IranJurisprudence

Banques iraniennes sur liste noire. L’Ue sanctionnée

(BRUXELLES2) Une nouvelle banque iranienne vient d’être blanchie par le Tribunal de Première instance de l’Union européenne (TPIUE). Les juges ont estimé, que l’inscription de la banque Mellat sur la liste noire européenne n’était ni motivée ni justifiée (arrêt du 29 janvier 2013, T-496/10, télécharger). Un arrêt particulièrement sévère qui pourrait rendre plus difficile dorénavant l’établissement de sanctions à l’encontre de l’Iran et entraîner un recours de la part des entités européennes qui étaient à l’origine de la décision (Conseil et Commission). D’autant qu’il s’inscrit dans une suite. Le tribunal avait déjà annulé partiellement certaines mesures prises à l’encontre d’une autre banque iranienne, la Sina Bank, estimant notamment la motivation des faits reprochés « insuffisante » (arrêt du 11 décembre 2012, T-15/11, télécharger).

Les faits

La Banque Mellat – banque d’Etat – avait été inscrite, en juillet 2010, sur liste noire avec, à la clé, le “gels de fonds et des ressources économiques” sur le territoire de l’Union européenne. Le motif invoqué par les Européens à l’encontre de la banque était multiple :

  1. comportement qui soutient et facilite les programmes nucléaires et de missiles balistiques de l’Iran“.
  2. fournit des services bancaires à des entités figurant sur les listes des Nations unies et de l’UE, à des entités agissant pour le compte ou sur les instructions de celles-ci ou à des entités détenues ou contrôlées par elles”.
    Selon les services européens, la banque fournit ainsi des services à l’AEOI (Organisation iranienne de l’énergie atomique), à Novin Energy Company. Elle « gère les comptes des hauts responsables de l’Organisation des industries aérospatiales et d’un responsable des achats iranien ». Elle aurait aussi effectué un “mouvement de millions de dollars pour le programme nucléaire iranien depuis au moins 2003″.
  3. “société mère de la banque First East Export (FEE) désignée dans la résolution 1929” du Conseil de sécurité des Nations-Unies (qui établit la liste des sanctions).

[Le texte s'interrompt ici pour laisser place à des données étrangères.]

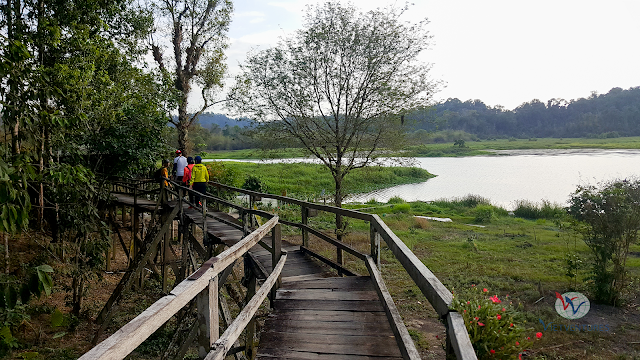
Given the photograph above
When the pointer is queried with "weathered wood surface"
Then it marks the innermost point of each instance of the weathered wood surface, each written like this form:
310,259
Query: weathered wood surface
328,318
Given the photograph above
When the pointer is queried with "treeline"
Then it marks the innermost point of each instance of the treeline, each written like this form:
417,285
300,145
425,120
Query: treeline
614,114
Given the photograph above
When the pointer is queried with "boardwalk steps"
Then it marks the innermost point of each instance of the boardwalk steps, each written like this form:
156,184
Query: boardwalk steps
316,314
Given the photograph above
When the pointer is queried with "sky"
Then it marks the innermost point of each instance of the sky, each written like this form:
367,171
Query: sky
502,52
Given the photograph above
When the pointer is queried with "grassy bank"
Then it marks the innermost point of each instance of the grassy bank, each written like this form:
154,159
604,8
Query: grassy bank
482,147
310,180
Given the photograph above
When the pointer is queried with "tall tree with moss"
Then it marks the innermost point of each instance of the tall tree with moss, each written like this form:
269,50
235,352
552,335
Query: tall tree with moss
188,46
339,86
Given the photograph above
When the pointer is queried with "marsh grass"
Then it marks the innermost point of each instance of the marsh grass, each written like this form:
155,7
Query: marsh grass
311,181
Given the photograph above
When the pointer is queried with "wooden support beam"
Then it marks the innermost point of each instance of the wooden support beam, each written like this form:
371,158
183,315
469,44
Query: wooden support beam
208,317
458,341
407,347
246,318
341,269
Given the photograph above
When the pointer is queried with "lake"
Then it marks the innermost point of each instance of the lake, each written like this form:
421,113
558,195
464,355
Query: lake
515,175
518,175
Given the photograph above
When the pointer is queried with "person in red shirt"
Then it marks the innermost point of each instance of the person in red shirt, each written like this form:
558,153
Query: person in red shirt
187,176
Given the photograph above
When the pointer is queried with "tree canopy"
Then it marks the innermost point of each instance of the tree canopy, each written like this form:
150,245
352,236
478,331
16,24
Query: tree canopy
339,86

Le Tribunal donne raison à la banque sur plusieurs points

Motivation défaillante

Le Conseil a « violé l’obligation de motivation ainsi que l’obligation de communiquer à la (Banque), les éléments retenus à sa charge » sur plusieurs points de sa décision. Ce faisant il a également « violé les droits de la défense »Plusieurs ds faits reprochés sont « excessivement vagues ». Parler de « comportement » (1er fait), sans préciser ce qui est reproché, ou parler « d’entités concernées » (2e fait), sans les nommer, n’est pas suffisant pour justifier la décision.

Cette insuffisance de précision marque aussi d’autres aspects de la décision : les « hauts responsables » ne sont pas non plus « identifiés ». Quant au mouvement de plusieurs millions, il n’y a « aucune précision sur les entités et transactions concernées ». De fait pour le tribunal, il n’y a que les cas où une entité (AEOI, Novin, FEE) est nommément précisée que l’obligation de motivation est remplie. Mais là, les juges ont d’autres reproches à faire…

Absence d’accès aux documents

Le Conseil avait communiqué une proposition d’adaptation des mesures (qui n’ajoutait rien de vraiment nouveau aux précédentes) très tardivement, justifiant ce retard par l’obligation de recueillir « l’accord de l’État membre dont elle émanait ». Un argument fallacieux selon les juges. Le Conseil est « tenu de s’assurer, avant l’adoption des mesures, que les éléments en question peuvent être communiqués à l’entité concernée en temps utile afin que celle-ci puisse faire valoir utilement son point de vue ».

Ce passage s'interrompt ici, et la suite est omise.